Snorre Ytterstad's creative approach and playfulness, together with his superb craftsmanship and strange choice of materials, has earned him a unique position among Norwegian artists. The visual artist's works transcend the classical interpretation of sculpture. The technically correct form and complex content of his designed objects, devices and installations clearly reveal his wealth of knowledge about the characteristics of materials
Snorre Ytterstad's creations often begin with something inconspicuous in daily life; objects such as pins, coins and reinforcing rods from an outbuilding serve as starting points for more or less complicated processes.
By seeing big things in small objects, the artists creates, improves, reduces or just repositions objects a bit, removing them from their usual environments and callings.

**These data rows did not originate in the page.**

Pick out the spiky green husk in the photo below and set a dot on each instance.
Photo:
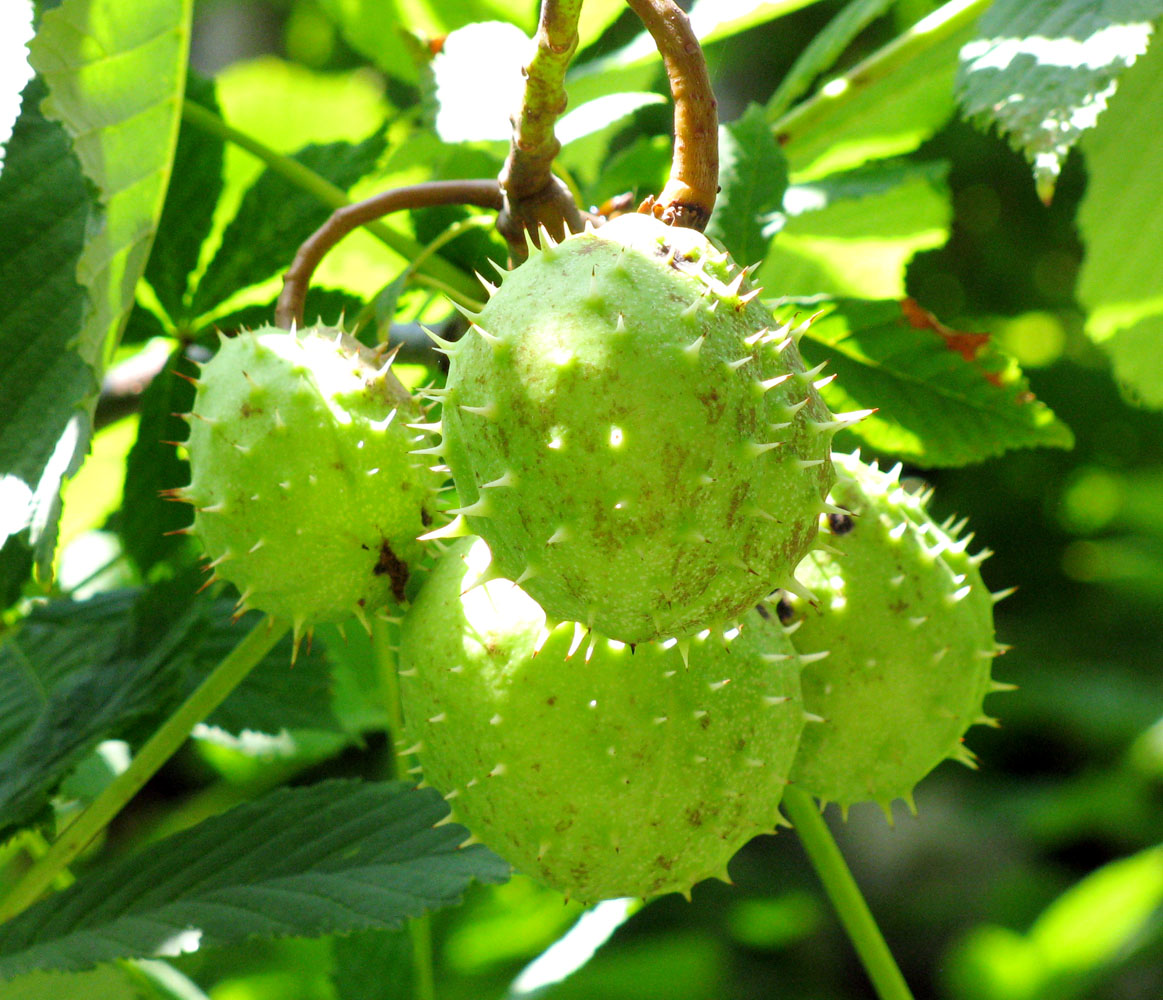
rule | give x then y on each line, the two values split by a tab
898	648
598	769
306	495
634	435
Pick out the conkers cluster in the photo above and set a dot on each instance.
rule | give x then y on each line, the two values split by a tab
664	598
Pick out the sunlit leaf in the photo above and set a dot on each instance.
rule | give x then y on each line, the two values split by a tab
942	397
1094	926
337	856
1043	71
115	77
479	81
437	18
1121	222
276	216
188	211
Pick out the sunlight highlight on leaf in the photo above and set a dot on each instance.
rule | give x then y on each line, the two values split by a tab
1043	71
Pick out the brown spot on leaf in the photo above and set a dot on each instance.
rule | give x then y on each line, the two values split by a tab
964	343
394	568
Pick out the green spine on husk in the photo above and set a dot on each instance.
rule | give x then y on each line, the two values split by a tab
898	645
596	768
306	494
634	435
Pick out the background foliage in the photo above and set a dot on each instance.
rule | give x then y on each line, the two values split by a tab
974	212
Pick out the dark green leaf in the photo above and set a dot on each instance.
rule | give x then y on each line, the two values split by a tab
373	29
108	983
1121	218
854	234
822	51
880	108
148	518
366	959
15	568
44	202
142	326
1043	70
339	856
188	212
943	397
753	177
276	216
71	695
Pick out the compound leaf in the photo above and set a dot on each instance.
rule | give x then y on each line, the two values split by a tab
753	177
1043	71
1121	222
276	216
333	857
44	204
943	397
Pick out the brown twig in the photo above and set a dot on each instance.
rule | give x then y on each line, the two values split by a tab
289	308
690	194
533	195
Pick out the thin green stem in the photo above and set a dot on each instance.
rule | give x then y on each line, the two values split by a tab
534	197
940	25
157	750
846	895
327	193
420	927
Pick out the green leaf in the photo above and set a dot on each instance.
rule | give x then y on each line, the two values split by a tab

The cardinal changes that are created by the interactivity of poetry and innovative conceptions give the objects new functions and associative lines.
The artist's creations will invite curious visitors of the exhibition to get involved and study the unusual melding of objects. In Ytterstad's weird collection of gadgets, a pin isn't just a practical notion – a closer inspection reveals that it turns, and even more, it rotates 60 times a minute.
Like most of today's artists, Ytterstad takes part in a dialog with art history, gaining inspiration from the dadaism representative Marcel Duchamp's nontraditional works in media art and “readymades”, Alexander Calder's kinetic sculptures and Kazimir Malevich's paintings, thereby unraveling a cosmos of creativeness for himself. In his video installation “Bird in Space”, Ytterstad gives answer to Constantin Brancusi's sculpture of the same name. Ytterstad mixes Brancusi's dense and controlled forms, replacing peace with dynamics and chaos.